|Home | About | Journals | Submit | Contact Us | Français|
Mixed-effect models are frequently used to control for the nonindependence of data points, for example, when repeated measures from the same individuals are available. The aim of these models is often to estimate fixed effects and to test their significance. This is usually done by including random intercepts, that is, intercepts that are allowed to vary between individuals. The widespread belief is that this controls for all types of pseudoreplication within individuals. Here we show that this is not the case, if the aim is to estimate effects that vary within individuals and individuals differ in their response to these effects. In these cases, random intercept models give overconfident estimates leading to conclusions that are not supported by the data. By allowing individuals to differ in the slopes of their responses, it is possible to account for the nonindependence of data points that pseudoreplicate slope information. Such random slope models give appropriate standard errors and are easily implemented in standard statistical software. Because random slope models are not always used where they are essential, we suspect that many published findings have too narrow confidence intervals and a substantially inflated type I error rate.
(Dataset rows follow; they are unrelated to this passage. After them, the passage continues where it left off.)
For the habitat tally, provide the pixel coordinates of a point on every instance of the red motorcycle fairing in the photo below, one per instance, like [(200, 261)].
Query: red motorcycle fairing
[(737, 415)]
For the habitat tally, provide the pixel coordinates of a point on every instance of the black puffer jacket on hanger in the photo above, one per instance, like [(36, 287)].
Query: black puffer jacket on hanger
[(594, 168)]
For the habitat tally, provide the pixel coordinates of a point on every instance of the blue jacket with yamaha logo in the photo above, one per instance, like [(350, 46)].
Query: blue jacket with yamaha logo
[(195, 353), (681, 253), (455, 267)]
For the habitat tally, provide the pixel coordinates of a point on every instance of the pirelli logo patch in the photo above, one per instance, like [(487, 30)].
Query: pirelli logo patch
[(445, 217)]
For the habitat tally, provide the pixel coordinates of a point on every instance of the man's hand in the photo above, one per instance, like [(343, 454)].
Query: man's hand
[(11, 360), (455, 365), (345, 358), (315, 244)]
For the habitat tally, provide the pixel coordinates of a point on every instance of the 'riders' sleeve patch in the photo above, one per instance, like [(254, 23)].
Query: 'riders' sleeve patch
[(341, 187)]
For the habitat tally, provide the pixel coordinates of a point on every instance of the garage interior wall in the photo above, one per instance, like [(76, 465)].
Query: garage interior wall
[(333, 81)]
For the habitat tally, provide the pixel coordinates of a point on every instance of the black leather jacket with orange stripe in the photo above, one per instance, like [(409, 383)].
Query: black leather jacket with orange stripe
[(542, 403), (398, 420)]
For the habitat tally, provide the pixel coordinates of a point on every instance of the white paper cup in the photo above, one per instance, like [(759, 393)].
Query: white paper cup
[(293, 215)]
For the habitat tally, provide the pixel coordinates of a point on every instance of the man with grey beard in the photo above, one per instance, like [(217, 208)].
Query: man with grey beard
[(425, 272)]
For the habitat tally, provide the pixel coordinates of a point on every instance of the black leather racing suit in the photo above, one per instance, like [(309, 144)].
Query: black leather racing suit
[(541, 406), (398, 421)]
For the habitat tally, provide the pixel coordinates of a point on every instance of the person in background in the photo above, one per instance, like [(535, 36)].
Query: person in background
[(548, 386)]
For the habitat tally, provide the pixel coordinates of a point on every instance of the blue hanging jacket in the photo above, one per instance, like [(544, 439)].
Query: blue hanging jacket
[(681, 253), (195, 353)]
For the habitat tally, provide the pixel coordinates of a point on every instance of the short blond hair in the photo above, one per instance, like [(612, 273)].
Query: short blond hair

Besides reducing type I errors, random slope models have the potential to reduce residual variance by accounting for between-individual variation in slopes, which makes it easier to detect treatment effects that are applied between individuals, hence reducing type II errors as well.
The development of mixed-model methodology has proceeded rapidly over the past years (Snijders and Bosker 1999; Pinheiro and Bates 2000; Venables and Ripley 2002; Faraway 2006; Galwey 2006; Gelman and Hill 2007), and mixed models are now commonly used in analyses of observational and experimental data. Among other applications, mixed models can be used to control for the nonindependence of data points stemming from the same individual, when the aim is to estimate fixed effects (main effects and/or interactions) and to test their significance. This is often done by including individual-specific intercepts, and the widespread belief is that this controls for all types of pseudoreplication. Here we show that in some widespread test situations, this is not the case. In such situations, random intercept models produce standard errors (SEs) and consequently significance levels that are biased. This is obviously problematic, although point estimates of effect sizes are still unbiased. We show that these problems can be solved by instead using random slope models. This allows drawing conclusions that are actually supported by the data. Furthermore, we call for caution in the assessment of published results that have used inappropriate models.
The problem is most easily illustrated for designs, in which some factor varies between subjects, but other factors (or covariates) vary within subjects (e.g., split-plot and repeated-measures designs; Quinn and Keough 2002). For example, in a study of differential allocation, females are paired experimentally to either attractive or unattractive males (Bolund et al. forthcoming). They are allowed to produce a clutch, and egg sizes are measured for all eggs. When the interest is to estimate the effect of the treatment (attractive vs. unattractive male) on mean egg size, it is sufficient to include individual-specific random intercept effects, that is, allowing females to differ in their mean egg sizes and hence intercepts. This will effectively control for the nonindependence of eggs coming from the same female when the factor of interest, the treatment, is applied to some of the females. However, many studies also focused on how the treatment affects the patterns of female investment over the laying sequence within a clutch. In this case, a model that controls for individual-specific intercepts only, but not for individual-specific slopes of investment (of egg size over the laying sequence), will greatly underestimate the P value of 1) the slope main effect and 2) the treatment by laying order interaction, leading to many false-positive findings.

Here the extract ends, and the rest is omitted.